I was really into the first Long Arm of the Law. I'd agree with Mr. Sausage's review entirely, just that I probably appreciated the sort of melodrama/authenticity balancing act more and felt the film was a little more sustaining of my interest than Mr. Sausage perhaps felt. Not that much different an appreciation, just that I felt like I was being steered towards the climax more surely, and I was really, really moved by the film's climax, by the way in which the film's luckless, amoral heroes become almost graceful and resourceful as they become increasingly resigned to a violent end.

The second movie abandons all pretense towards the original's docu-drama approach, going for far more exaggerated HK new wave violence, and making movie stars of its leads, including Elvis Tsui (maybe his intro to HK film?), Pauline Wong, Alex Man and Ben Lam (a sort of more earnest, more versatile, less charismatic version of Leon Lai). The first movie is blissfully straightforward in its plotting, and it's easy to follow. The second movie is a blizzard of different triad characters, different parlays and tense standoffs, where it's almost impossible to follow who's who and what anyone wants. It was just really hard to track what the stakes were in any given situation, and the result was that the film was, for me, more than just a little disappointing. There are several lengthy planning sessions around an armored car robbery which seems like it will be the climax of the movie, but then the climax unfolds before the armored car robbery we've seen rehearsed several times over ever gets a chance to unfold. The action is hardcore, but this kind of convolution makes the film a bit of a letdown.

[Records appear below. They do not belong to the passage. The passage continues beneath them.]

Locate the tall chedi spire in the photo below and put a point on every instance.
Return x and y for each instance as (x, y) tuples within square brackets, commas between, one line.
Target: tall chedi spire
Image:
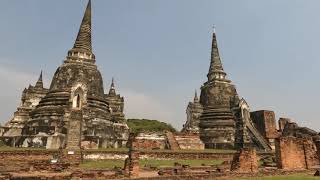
[(83, 40), (39, 83), (195, 99), (112, 90), (82, 48), (216, 71)]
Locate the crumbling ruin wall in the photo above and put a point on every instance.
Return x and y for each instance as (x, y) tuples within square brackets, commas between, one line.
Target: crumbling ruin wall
[(189, 141), (265, 122), (150, 141), (245, 161), (294, 153), (282, 123)]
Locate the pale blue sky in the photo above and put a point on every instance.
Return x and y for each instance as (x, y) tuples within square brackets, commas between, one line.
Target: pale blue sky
[(159, 51)]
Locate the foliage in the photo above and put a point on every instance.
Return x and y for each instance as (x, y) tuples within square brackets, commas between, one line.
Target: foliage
[(282, 177), (109, 163), (102, 164), (146, 125), (170, 163)]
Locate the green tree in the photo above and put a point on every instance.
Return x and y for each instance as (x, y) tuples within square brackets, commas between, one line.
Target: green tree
[(147, 125)]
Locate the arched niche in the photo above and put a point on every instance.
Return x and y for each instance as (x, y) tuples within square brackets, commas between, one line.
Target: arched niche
[(77, 100)]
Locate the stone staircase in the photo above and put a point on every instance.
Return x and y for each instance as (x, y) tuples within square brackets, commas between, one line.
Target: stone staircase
[(172, 141), (260, 139)]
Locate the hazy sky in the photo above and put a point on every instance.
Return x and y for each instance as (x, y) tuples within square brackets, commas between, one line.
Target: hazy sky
[(159, 51)]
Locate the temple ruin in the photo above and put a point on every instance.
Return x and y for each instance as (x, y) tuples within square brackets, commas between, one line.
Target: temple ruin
[(46, 117), (221, 118)]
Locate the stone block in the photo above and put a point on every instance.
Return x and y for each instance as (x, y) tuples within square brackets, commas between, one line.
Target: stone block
[(294, 153), (245, 161)]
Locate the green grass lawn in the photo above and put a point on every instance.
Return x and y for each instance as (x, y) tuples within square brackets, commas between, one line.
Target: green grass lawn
[(102, 164), (108, 164), (287, 177)]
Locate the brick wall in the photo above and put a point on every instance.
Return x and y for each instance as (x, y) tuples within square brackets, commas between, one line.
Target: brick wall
[(265, 122), (245, 161), (296, 153)]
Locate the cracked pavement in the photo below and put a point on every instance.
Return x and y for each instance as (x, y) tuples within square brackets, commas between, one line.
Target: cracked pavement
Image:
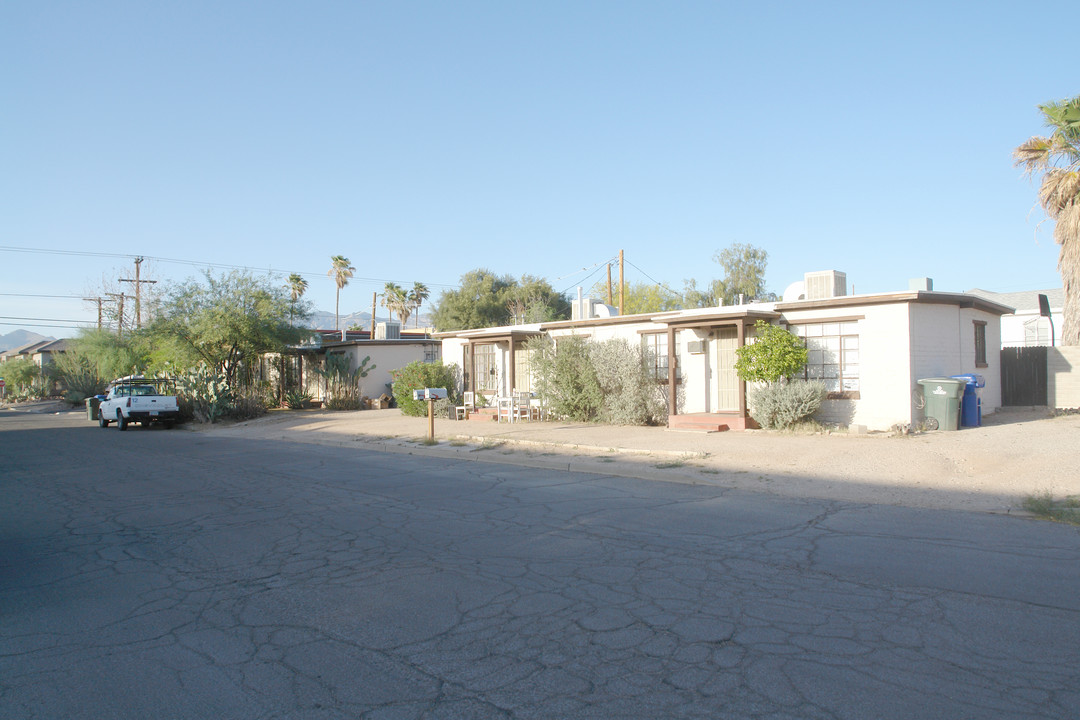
[(259, 579)]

The third movie is, I think, more appealing than the second one, with Andy Lau coming across very well (especially for an early Andy role––by and large he's an actor who improves with age), and Max Mok gives a very good, straightforward performance. The film has gone full violent HK new wave melodrama by this third one, and I think the film is tonally a lot better resolved than in the second film. The action is still incredible.

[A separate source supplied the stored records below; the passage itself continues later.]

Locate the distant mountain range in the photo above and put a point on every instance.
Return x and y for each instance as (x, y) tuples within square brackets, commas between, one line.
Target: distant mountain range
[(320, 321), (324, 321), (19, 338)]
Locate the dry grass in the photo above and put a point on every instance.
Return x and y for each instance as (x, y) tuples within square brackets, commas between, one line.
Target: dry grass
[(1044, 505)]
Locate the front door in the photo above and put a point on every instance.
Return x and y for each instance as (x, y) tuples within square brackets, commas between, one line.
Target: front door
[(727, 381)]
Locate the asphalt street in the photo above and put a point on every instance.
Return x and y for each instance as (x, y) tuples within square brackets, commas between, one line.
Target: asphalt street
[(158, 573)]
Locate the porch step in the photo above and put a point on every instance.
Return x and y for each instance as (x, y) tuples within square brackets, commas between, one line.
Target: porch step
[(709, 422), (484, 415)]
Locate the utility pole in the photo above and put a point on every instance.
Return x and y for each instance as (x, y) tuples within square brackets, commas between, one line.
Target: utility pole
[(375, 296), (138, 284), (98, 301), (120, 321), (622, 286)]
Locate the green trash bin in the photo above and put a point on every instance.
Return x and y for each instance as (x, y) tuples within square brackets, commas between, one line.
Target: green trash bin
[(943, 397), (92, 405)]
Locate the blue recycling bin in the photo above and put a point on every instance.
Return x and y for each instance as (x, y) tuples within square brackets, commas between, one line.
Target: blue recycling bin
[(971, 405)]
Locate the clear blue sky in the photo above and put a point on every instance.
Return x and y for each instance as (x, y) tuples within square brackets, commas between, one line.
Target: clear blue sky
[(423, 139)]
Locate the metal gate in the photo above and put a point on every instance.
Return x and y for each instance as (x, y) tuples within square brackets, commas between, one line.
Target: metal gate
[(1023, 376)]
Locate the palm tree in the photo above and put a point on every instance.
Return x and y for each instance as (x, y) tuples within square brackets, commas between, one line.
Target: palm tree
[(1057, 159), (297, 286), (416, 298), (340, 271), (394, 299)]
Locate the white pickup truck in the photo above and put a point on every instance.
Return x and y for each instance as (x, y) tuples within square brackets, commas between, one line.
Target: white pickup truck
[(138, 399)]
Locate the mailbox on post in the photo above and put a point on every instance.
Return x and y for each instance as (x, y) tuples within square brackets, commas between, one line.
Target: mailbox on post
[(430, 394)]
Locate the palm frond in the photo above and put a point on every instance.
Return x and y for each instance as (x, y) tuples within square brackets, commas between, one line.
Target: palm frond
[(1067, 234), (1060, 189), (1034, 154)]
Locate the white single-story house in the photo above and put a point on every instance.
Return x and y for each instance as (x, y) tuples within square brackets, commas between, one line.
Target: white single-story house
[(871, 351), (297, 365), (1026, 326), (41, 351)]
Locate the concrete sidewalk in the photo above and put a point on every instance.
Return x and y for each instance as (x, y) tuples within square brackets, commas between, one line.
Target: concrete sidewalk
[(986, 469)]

I haven't seen the fourth film, though I have it somewhere around. Kind of lost steam on the series. Each installment I saw had a lot to recommend, but, like Mr. Sausage says, they don't quite feel like masterpieces. I would say that, in retrospect, the first one does edge towards that feeling more than the others. I have a stronger feeling of wanting to rewatch the first movie than I do for the other two I've seen.

M Sanderson
Joined: Sat Oct 22, 2016 3:43 am

Re: 88 Films

#550 Post by M Sanderson » Sun May 07, 2023 9:16 am

Has the original Curse been "cancelled" due to Will Wheaton's unhappy claims in which he dismisses the film as rubbish, something that killed his career, and complained about terrible working conditions (including being thrown in actual cow shit and his sister having chickens thrown at her by Fulci)?

Or is it just a rights issue keeping 88 Films from releasing them together?